Lying 100 metres underground at the European Centre for Particle Physics Research (CERN) in Geneva, the Large Hadron Collider (LHC) is the largest particle accelerator ever built. In operation since 2009, the LHC accelerates protons to 99.9999991% of the speed of light, and collides these protons head-on at four different collision points on the accelerator ring. The 2nd Institute of Physics is strongly engaged in the ATLAS experiment, situated on one of these four different collision points.

The data from these proton collisions, taken at a centre-of-mass energies of 7 TeV in 2010 to 13 TeV at present, is analysed by more than 3000 scientists at ATLAS to uncover the secrets of the fundamental constituents of nature. The ATLAS group at the institute is deeply engaged in the development and operation of the ATLAS detector, in data analysis of proton collisions, and in the development of IT infrastructure for Grid and Cloud computing.

For the 25th anniversary of the ATLAS collaboration in 2017, the Goettingen ATLAS group prepared greeting videos:

Detector Development

(Prof. S. Lai, Prof. A. Quadt)


The ATLAS detector precisely measures the tracks, energy, momenta of particles produced in the high energy proton collisions. Many different sub-detector components, such as tracking detectors which measure the ionisation track of charged particles, work together to reconstruct the properties of particles in the collision event. The ATLAS group in Göttingen was extensively engaged in the construction and design of the innermost layer of the tracking detector, the silicon pixel detector, and continues to be instrumental in its operation. In preparation for high-energy data taking at a centre-of-mass energy of 13 TeV, the Göttingen group was involved in extending the pixel detector by an additional layer (Insertable B-Layer), helping to improve the vertexing resolution significantly. In addition, the group is involved in beam monitoring efforts through the installation of the Diamond Beam Monitor.

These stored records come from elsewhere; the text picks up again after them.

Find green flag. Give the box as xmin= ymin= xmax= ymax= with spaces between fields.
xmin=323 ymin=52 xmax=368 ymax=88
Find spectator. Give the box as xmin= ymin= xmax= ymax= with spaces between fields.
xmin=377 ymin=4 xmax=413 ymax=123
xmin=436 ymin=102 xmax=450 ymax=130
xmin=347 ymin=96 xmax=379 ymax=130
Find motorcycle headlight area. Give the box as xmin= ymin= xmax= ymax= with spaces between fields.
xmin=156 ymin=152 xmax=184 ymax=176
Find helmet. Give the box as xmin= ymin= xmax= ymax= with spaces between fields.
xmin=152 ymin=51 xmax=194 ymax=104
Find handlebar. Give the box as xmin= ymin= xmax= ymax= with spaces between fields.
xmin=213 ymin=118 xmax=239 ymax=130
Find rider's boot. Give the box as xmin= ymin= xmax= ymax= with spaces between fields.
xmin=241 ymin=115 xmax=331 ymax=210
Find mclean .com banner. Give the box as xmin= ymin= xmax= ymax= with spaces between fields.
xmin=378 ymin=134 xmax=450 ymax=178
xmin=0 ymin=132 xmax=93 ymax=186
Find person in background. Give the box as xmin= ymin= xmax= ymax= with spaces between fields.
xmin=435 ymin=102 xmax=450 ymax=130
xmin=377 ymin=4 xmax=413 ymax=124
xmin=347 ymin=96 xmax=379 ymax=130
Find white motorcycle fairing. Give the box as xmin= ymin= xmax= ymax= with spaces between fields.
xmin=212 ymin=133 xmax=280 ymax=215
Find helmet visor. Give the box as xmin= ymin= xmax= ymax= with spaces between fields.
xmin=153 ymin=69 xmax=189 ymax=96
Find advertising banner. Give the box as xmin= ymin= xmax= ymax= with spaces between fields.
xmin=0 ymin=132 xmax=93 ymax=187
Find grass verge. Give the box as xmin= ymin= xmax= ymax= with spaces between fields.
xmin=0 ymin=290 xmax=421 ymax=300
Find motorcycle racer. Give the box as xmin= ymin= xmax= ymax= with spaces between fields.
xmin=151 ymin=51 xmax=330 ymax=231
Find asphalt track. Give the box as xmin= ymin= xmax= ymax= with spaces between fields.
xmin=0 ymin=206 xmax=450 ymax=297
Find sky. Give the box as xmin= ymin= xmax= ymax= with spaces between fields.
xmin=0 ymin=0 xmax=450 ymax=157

The ATLAS detector will be upgraded in the future to deal with higher luminosity, increased collision frequency, and increased radiation. New concepts and prototypes for the tracking system are being developed to ensure increased robustness of the detector under these future operating conditions. Read-out systems with state-of-the-art electronics, new concepts for silicon sensors, measurements of sensor prototypes with test beams, and simulation performance studies will also be investigated by the Göttingen ATLAS group.

Data Analysis

(Prof. S. Lai, Prof. A. Quadt)

Higgs to Gamma Gamma

The LHC operates at a large enough centre-of-mass energy and luminosity to produce very heavy and rare particles at a high rate. Such particles include the Higgs boson and the top quark, which are both studied in great detail through data analysis by the Göttingen ATLAS group.

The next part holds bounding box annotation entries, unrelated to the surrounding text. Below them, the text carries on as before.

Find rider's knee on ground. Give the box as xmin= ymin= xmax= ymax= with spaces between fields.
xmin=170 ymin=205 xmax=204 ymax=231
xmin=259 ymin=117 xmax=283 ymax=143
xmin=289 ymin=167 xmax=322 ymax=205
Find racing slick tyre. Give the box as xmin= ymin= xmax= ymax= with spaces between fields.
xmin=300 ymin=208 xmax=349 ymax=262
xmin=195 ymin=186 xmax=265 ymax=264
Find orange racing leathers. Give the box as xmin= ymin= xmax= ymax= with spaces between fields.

Since the discovery of the Higgs boson at the LHC in 2012, the focus has turned to measuring its properties. Examples of precision measurements of the Higgs boson include the determination of its CP quantum numbers and its self-coupling. Given that the Higgs boson has many different decay modes, these measurements are achieved through investigations of many different experimental signatures at the ATLAS detector.

ttV xsec

As the most massive particle of the Standard Model, the top quark plays an important role in our understanding of particle physics. As the only quark that decays faster than it can hadronise, the precision measurements of top quark properties provide an excellent testing ground for the Standard Model and are sensitive to new physics. The Göttingen group is also intensively engaged in the search for associated Higgs production with a top-antitop quark pair.

Grid Computing


Data at the ATLAS experiment is recorded at a rate of 2 GB/s. This enormous amount of data must be stored and analysed, which is made possible only through a worldwide network of 150 connected computer clusters. This worldwide distributed storage and computing is called Grid Computing, and the 2nd institute of physics is active in developing the infrastructure for Grid Computing for LHC data analysis. The main focus of research activities includes automated monitoring, failure prediction and prevention, as well as studies to integrate commercial cloud computing solutions for particle physics data analysis.

In addition, the Göttingen group operates a local Tier-3 and regional Tier-2 Grid computing cluster, named GoeGrid, in the context of the international WLCG Collaboration.